Egyptian stocks saw their fifth and final loss of the trading week Thursday, as optimism over new Turkish trade ties was tempered by a high-profile court ruling and the prospect of Friday protests.
The EGX30 benchmark slipped a further 2.69 per cent to land at 4,364.6 points, its lowest level since April 2009. The index has lost 8 per cent of its value since trade resumed Sunday in the wake of renewed unrest in Cairo.
"We weren't expecting this decline," said Issa Fathy, vice president of the securities division in Cairo's Chamber of Commerce. "The normal response to Erdogan's visit and the announcement of common investments between Egypt and Turkey would be for them to push the market up."
Turkish premier Recep Tayyip Erdogan made a much-heralded visit to Egypt this week, his four-day trip accompanied by a series of pledges about increased economic co-operation between Ankara and Cairo.
Turkish businessmen reportedly signed US$853 million worth of deals with their Egyptian counterparts during the week's visit, with Erdogan saying he wanted $5 billion of Turkish investment in Egypt in the near future.

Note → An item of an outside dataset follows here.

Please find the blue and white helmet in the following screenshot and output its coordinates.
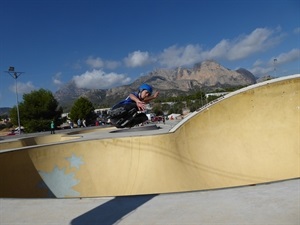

But it was matters closer to home that defined the market's performance.
Ezz Steel plummeted 5.1 per cent to a 29-month low after a court sentenced its former chairman Ahmed Ezz to 10 years in jail on graft charges and levied a $111 million fine.
"We didn't see the fall because of the prison sentence but because of the other rulings. Investors are concerned about the court's demands over business licences and the fine. Who will pay this fine?" asked Fathy.
Losses for Egypt's major steelmaker had an impact on the rest of the already-weakened market, which saw foreign investors offload yet more high-cap stock.
From 179 listed stocks, 155 lost value and just 18 gained, with healthcare and pharmaceuticals the sole sector to finish in the green.
Market turnover of LE458.1 million -- much higher than previous days -- showed the effect of the foreign exodus, with non-Arab investors responsible for LE45.95 million of net-sales. Egyptians were the day's only net-buyers.
"The political tensions are continuing and here we are again, facing a new Friday," said Fathy, referring to demonstrations planned for the weekend to protest against the state's re-activation of emergency laws after protesters raided the Israeli embassy last Saturday.
Fathy cited the performance of the Commerical International Bank as a sign of international unease. The bank saw around an eight of the day's total trade, and plunged a further 5.5 per cent.
“CIB is always the victim of foreigners' retreat from the market,” he said.
Other high-caps like Telecom Egypt, down 2.33 per cent, and Orascom Construction, which slipped 0.84 per cent, added to the main index's woes.
The few gainers were low-cap stocks, led by El Orouba Securities which climbed a healthy 4.61 per cent. But the broader EGX70, which comprises more speculative shares, did even worse than the main index, finishing down 2.8 per cent.